Upon entering that room to investigate, Mantello said he then saw another shadow move across the hallway outside it.
In another instance, a piece of equipment allegedly went "flying off a table and crashing to the floor — completely on it's own."
They had been recording with audio devices at the time, and a short sound clip archived on the group's website captures a crashing sound of the alleged incident, complete with the shocked, profanity-laced reaction of team members
According to their report, a majority of the electronic activity they found most interesting occurred around the main staircase, where the apparition of the woman had reportedly been seen.
"Being a group who likes to show solid presentable evidence after a case to prove a haunting, we were unable to do so in this case and this was somewhat disappointing after the experience we had in the building," Mantello concluded. "But, I did walk out of the building with a strong sense of another presence inside after performing the EMF Experiment on the stairs.
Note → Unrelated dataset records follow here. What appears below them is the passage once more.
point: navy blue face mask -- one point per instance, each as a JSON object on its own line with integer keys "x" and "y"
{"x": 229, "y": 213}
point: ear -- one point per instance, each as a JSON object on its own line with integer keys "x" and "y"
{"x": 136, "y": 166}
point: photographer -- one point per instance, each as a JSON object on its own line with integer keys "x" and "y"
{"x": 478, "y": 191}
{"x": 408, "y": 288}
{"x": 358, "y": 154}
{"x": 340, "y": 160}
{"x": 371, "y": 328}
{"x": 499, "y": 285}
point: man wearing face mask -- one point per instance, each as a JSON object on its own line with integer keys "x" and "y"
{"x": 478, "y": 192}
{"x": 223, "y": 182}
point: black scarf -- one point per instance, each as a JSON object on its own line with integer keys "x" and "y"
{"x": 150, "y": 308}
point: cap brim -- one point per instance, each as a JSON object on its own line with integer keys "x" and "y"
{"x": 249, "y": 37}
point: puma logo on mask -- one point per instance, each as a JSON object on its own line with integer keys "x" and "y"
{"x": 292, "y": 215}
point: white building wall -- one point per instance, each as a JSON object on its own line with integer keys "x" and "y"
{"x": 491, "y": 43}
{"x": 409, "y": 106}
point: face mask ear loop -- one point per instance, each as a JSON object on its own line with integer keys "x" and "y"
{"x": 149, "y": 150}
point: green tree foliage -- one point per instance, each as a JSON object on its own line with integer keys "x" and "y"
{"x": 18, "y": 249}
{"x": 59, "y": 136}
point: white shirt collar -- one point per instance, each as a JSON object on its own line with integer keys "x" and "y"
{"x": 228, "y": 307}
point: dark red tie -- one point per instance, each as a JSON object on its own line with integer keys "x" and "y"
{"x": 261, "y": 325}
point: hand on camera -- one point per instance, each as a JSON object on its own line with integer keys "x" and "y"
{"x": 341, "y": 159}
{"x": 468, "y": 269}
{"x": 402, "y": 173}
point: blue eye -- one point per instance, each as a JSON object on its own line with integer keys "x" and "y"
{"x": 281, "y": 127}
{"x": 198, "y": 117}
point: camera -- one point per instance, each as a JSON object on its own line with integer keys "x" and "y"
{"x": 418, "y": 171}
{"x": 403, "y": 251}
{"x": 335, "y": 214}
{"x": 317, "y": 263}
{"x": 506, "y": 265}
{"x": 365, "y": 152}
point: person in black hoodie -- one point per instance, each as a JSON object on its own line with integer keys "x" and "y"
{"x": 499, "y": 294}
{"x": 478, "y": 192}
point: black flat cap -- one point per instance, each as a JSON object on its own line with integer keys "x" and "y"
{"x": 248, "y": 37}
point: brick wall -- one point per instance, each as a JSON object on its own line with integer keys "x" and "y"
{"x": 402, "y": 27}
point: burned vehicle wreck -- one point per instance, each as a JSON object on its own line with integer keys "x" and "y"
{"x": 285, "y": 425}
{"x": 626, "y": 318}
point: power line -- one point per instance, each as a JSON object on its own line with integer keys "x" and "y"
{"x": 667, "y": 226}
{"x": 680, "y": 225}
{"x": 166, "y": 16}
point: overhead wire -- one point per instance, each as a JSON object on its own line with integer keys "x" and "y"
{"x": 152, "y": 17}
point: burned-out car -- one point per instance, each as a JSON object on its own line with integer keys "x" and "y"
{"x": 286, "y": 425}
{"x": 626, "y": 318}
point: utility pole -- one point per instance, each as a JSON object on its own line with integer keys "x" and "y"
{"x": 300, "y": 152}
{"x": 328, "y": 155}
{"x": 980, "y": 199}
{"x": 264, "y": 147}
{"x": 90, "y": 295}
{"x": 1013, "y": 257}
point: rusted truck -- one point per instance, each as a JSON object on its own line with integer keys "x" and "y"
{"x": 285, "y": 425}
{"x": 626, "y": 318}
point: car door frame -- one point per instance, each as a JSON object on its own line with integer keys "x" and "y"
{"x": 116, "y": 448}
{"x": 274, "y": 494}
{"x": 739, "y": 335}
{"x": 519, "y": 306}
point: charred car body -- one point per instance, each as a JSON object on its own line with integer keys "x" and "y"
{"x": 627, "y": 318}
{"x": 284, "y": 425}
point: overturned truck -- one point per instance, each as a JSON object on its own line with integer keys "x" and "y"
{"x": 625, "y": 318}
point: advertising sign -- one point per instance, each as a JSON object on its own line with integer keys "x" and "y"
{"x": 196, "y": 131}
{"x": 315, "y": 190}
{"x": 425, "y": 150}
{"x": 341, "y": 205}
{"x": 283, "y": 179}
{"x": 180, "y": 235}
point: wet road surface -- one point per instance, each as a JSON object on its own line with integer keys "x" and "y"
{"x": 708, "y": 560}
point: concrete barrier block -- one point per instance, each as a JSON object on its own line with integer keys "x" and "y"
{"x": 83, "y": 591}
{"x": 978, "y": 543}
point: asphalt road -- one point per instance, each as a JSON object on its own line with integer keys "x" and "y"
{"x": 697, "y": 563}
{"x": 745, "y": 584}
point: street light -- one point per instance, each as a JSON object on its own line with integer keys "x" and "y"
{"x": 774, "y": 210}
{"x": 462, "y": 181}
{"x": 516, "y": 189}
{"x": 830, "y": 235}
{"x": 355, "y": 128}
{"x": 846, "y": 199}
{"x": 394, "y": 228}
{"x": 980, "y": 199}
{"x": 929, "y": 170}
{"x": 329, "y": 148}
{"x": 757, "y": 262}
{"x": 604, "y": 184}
I do feel that some sort of paranormal activity is taking place inside this building and further investigations are needed to either prove me wrong or to gather that solid presentable evidence we seek."
On a personal level, the decision to actually move into the former master bedroom of a house said to have exhibited its fair share of inexplicable activity also represented an interesting intellectual challenge. Over the years, I have often preferred to conduct my work in this area from the "armchair" analyst's position, safely cloaked in the role of amateur folklorist and historian, charting the anthropology of paranormal allegations.
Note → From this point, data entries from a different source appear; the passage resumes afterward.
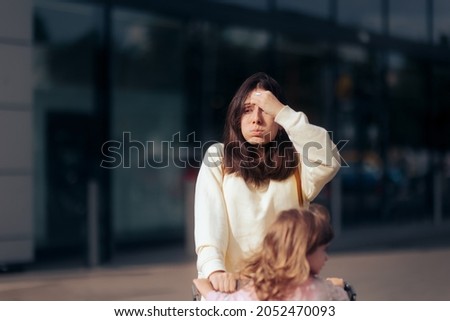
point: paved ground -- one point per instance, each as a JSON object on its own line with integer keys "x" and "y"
{"x": 419, "y": 271}
{"x": 413, "y": 274}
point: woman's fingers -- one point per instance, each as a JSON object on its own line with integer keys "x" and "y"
{"x": 223, "y": 281}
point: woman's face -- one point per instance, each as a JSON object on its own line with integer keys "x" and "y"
{"x": 317, "y": 259}
{"x": 257, "y": 127}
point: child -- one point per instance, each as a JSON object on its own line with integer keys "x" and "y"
{"x": 288, "y": 263}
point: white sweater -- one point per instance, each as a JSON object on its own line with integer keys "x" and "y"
{"x": 231, "y": 217}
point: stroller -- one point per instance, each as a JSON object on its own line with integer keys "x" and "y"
{"x": 196, "y": 295}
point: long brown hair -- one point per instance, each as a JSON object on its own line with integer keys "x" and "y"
{"x": 281, "y": 263}
{"x": 279, "y": 159}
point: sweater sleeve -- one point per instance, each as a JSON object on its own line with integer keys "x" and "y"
{"x": 211, "y": 222}
{"x": 320, "y": 159}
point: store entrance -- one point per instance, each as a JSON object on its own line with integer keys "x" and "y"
{"x": 67, "y": 172}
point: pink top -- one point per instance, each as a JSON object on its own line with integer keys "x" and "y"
{"x": 314, "y": 289}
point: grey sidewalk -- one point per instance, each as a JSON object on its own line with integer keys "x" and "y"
{"x": 412, "y": 274}
{"x": 407, "y": 263}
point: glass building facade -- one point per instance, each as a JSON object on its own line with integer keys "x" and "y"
{"x": 125, "y": 91}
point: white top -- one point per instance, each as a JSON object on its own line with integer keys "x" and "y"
{"x": 231, "y": 217}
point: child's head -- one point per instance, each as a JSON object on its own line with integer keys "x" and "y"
{"x": 294, "y": 248}
{"x": 320, "y": 235}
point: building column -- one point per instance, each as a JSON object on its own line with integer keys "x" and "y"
{"x": 16, "y": 133}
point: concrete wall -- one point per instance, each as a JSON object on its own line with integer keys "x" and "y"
{"x": 16, "y": 132}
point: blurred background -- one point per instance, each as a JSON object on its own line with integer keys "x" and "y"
{"x": 139, "y": 75}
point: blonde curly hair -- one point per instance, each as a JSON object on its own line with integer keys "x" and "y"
{"x": 280, "y": 265}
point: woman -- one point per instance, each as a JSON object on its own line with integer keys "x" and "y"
{"x": 243, "y": 182}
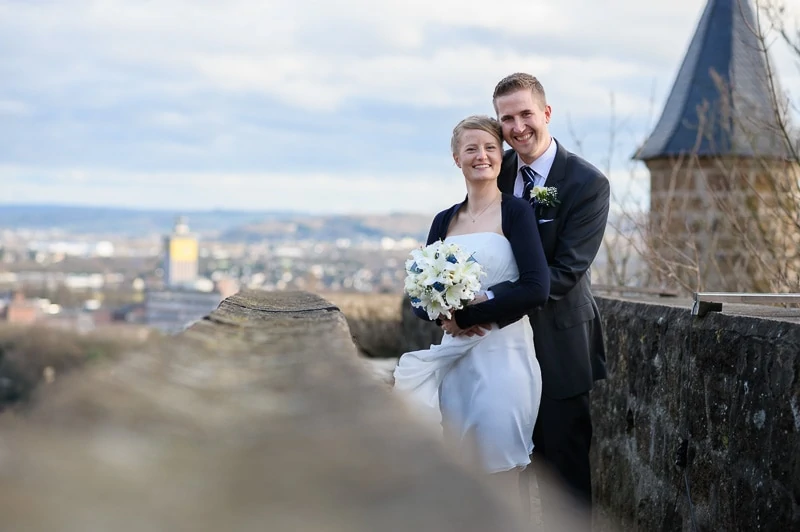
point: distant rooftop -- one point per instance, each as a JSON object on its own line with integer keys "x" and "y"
{"x": 722, "y": 84}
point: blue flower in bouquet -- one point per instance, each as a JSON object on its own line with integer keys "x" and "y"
{"x": 442, "y": 278}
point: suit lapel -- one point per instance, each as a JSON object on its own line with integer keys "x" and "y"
{"x": 508, "y": 172}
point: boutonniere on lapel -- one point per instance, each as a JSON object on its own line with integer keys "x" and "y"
{"x": 544, "y": 197}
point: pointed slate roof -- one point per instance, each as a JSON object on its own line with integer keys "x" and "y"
{"x": 720, "y": 103}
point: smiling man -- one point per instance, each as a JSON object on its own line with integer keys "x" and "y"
{"x": 567, "y": 330}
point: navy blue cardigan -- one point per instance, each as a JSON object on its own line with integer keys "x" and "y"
{"x": 520, "y": 228}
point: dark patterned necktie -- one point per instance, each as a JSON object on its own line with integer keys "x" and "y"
{"x": 528, "y": 180}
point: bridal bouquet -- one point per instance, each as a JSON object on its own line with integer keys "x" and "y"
{"x": 441, "y": 278}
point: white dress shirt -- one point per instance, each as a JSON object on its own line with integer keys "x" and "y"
{"x": 541, "y": 166}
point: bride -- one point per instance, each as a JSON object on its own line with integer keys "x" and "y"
{"x": 485, "y": 386}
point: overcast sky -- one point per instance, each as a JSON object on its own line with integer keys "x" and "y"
{"x": 288, "y": 104}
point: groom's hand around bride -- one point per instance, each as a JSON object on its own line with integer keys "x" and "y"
{"x": 451, "y": 327}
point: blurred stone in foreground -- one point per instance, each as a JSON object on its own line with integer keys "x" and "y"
{"x": 260, "y": 417}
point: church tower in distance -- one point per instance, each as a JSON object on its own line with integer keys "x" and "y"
{"x": 723, "y": 166}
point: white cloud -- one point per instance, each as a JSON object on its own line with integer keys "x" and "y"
{"x": 249, "y": 100}
{"x": 316, "y": 193}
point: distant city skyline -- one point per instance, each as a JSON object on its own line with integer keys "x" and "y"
{"x": 302, "y": 106}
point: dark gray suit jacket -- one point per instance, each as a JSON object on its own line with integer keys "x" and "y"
{"x": 567, "y": 331}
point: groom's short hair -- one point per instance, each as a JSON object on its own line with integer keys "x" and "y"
{"x": 519, "y": 81}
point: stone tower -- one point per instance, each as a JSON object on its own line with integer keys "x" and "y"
{"x": 723, "y": 176}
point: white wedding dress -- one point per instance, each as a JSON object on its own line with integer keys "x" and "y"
{"x": 485, "y": 390}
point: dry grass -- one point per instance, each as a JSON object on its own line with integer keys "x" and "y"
{"x": 33, "y": 355}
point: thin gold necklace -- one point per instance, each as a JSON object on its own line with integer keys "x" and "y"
{"x": 473, "y": 218}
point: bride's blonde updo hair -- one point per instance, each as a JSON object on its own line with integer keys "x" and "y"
{"x": 482, "y": 122}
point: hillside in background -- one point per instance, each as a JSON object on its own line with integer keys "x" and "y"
{"x": 240, "y": 226}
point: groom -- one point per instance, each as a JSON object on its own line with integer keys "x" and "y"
{"x": 567, "y": 330}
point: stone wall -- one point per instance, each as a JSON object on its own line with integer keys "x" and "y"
{"x": 260, "y": 417}
{"x": 725, "y": 386}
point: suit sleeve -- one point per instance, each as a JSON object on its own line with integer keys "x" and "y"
{"x": 533, "y": 285}
{"x": 579, "y": 240}
{"x": 581, "y": 236}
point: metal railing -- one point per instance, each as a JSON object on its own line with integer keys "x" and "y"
{"x": 638, "y": 290}
{"x": 705, "y": 302}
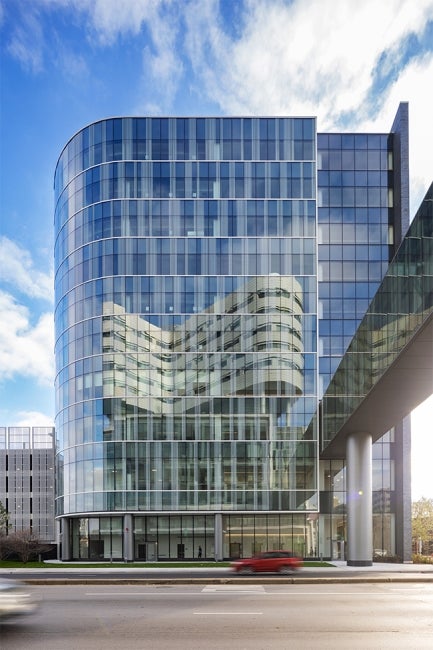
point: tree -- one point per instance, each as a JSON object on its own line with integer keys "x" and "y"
{"x": 4, "y": 520}
{"x": 422, "y": 525}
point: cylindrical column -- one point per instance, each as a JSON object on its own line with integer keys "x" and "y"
{"x": 218, "y": 541}
{"x": 128, "y": 538}
{"x": 359, "y": 500}
{"x": 66, "y": 551}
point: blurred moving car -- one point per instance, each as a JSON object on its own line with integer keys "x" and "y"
{"x": 15, "y": 599}
{"x": 270, "y": 561}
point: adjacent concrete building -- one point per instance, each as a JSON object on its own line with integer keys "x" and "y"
{"x": 27, "y": 479}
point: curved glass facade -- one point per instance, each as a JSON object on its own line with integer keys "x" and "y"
{"x": 186, "y": 318}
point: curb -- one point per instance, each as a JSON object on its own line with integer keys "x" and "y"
{"x": 226, "y": 581}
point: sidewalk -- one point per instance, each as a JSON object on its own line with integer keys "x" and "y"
{"x": 339, "y": 572}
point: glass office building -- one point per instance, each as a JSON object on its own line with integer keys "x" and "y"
{"x": 210, "y": 273}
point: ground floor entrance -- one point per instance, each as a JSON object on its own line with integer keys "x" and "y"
{"x": 151, "y": 538}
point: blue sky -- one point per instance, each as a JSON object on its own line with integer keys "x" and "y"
{"x": 65, "y": 63}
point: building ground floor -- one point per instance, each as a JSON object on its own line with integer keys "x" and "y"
{"x": 137, "y": 537}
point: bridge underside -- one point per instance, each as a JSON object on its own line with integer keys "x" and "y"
{"x": 405, "y": 385}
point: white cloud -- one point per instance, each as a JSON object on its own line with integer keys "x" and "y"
{"x": 25, "y": 349}
{"x": 314, "y": 57}
{"x": 17, "y": 269}
{"x": 25, "y": 42}
{"x": 320, "y": 57}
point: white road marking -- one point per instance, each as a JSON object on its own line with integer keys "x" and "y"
{"x": 228, "y": 613}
I have never entirely shied away from active field work, however; logging plenty of all-nighters quietly tip-toeing behind ghost-hunting clubs, staking out sites of alleged repeat UFO sightings, and camping forests areas where people have gone missing or suffered unsolved demise.
Still, the prospect of vacating an apartment I'd become rather comfortable in to take up an extended residence in a boarding house full of both practical and esoteric uncertainties was a bit daunting, and I would come to berate myself as a darned fool more than once over the coming months.
I also wondered (mostly jokingly I think) if there was going to be any, well, awkwardness, in my taking up quarters in the bedroom of a man who'd once publicly threatened to burn down the facilities of the early Berkshire Medical Society, an institution in which one of my own Durwin relatives had been a part of the early founding membership.
Though feeling a bit silly as I did so, I even made a point to verbalize aloud upon my arrival that there were certainly no hard feelings about this on my part, even going so far as to point out that Butler Goodrich and Ephraim Durwin had been parishioners of the same church, and emerged on the same side of the schism in said church, when a portion of the congregation fled William Allen's aggressive political preaching at First Congregational to form the Union Parish.
My own amateur examinations of the property, like those of Berkshire Paranormal six years earlier, also yielded little in the way of evidentiary results.
As I have stated repeatedly in articles on this subject matter, I am not, nor have I ever considered myself to be, a "ghost hunter," an undertaking I generally consider to be more or less an example of the social activity folklorists refer to as "legend ostension" or more simply "legend tripping," than the scientific discipline it's sometimes portrayed as. Nonetheless, as I'd moved into the house primarily for the experience of the thing, I was committed to giving it the old college try, and getting my feet thoroughly wet in the legend tripping of my residency.